« Le ballon rouge » - Pour vivre heureux
Dominique Taureau
Dans les allées, cheveux au vent, du haut de ses vingt printemps elle allait gaiement ; et sa robe blanche légère épousait l’ondulation altière de sa silhouette fine et élégante. Dans l’aurore qui s’en rayonnait doucement, au carrefour des quatre chemins elle improvisa un tango de petits pas drolatiques : « - Le nord ? Non ! »...« - L’est ? Encore moins ! »...« - Le sud ? Non plus ! »...« - Alors l’ouest ? Pas plus ! ». Elle éclata de rire, puis se posa sur le banc, s’asseyant sur sa sacoche noire. Elle croisa ses longues jambes, ses ravissantes jambes sous l’éclat de neige de sa robe aubépine. « - Ah la volupté ! » murmura-t-elle, le nez retroussé pointé vers les lilas violet et blanc qui fleurissaient au-dessus de son emplacement, en étirant vers l’arrière sa longue chevelure auburn.
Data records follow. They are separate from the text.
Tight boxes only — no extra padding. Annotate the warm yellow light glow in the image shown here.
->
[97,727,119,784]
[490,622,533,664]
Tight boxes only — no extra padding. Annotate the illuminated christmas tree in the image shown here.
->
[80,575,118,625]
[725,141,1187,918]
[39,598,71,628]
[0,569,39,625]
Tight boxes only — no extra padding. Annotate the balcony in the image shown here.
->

Autour d’elle, le parc s’offrait comme une oisellerie fascinante. Sur le lac lisse embrumé, sa majesté le cygne glissait dans son blanc insigne navire profilé. Sur la rive s’ébattaient les ducs colvert en cancans discrets. Les barons merles à bec ouvert sautillaient la plume de travers guettant les vers sur les gazons verts – Tous les vers mi-sots à découvert – parmi la rosée du jour levant que venait vernir le bel or mouvant du soleil qui s’épanouissait à l’horizon…Et le geai ! Ce milord rutilant qui, deçà, delà, cajolait – grand imitateur et marrant pervers ! – se distrayant parmi les grands chênes verdoyants…« -Toc, toc, toc, toc » fit le marquis pivert sous une branche à l’envers…Ah ce monseigneur le prince pie qui voltigeait en queue-de-pie jacassant à tue-bec !…Tiens voilà Crôa ! Au bord de la fontaine, maître corbeau, le docte pédant, promenait son fier jabot dans son lustre noir étincelant, des chevaliers pigeons en livrée gris-bleu de commis voyageur roucoulaient tels des damoiseaux et la foule gazouillante des baladins moineaux, vifs chamailleurs dégourdis et lurons hardis, virevoltait…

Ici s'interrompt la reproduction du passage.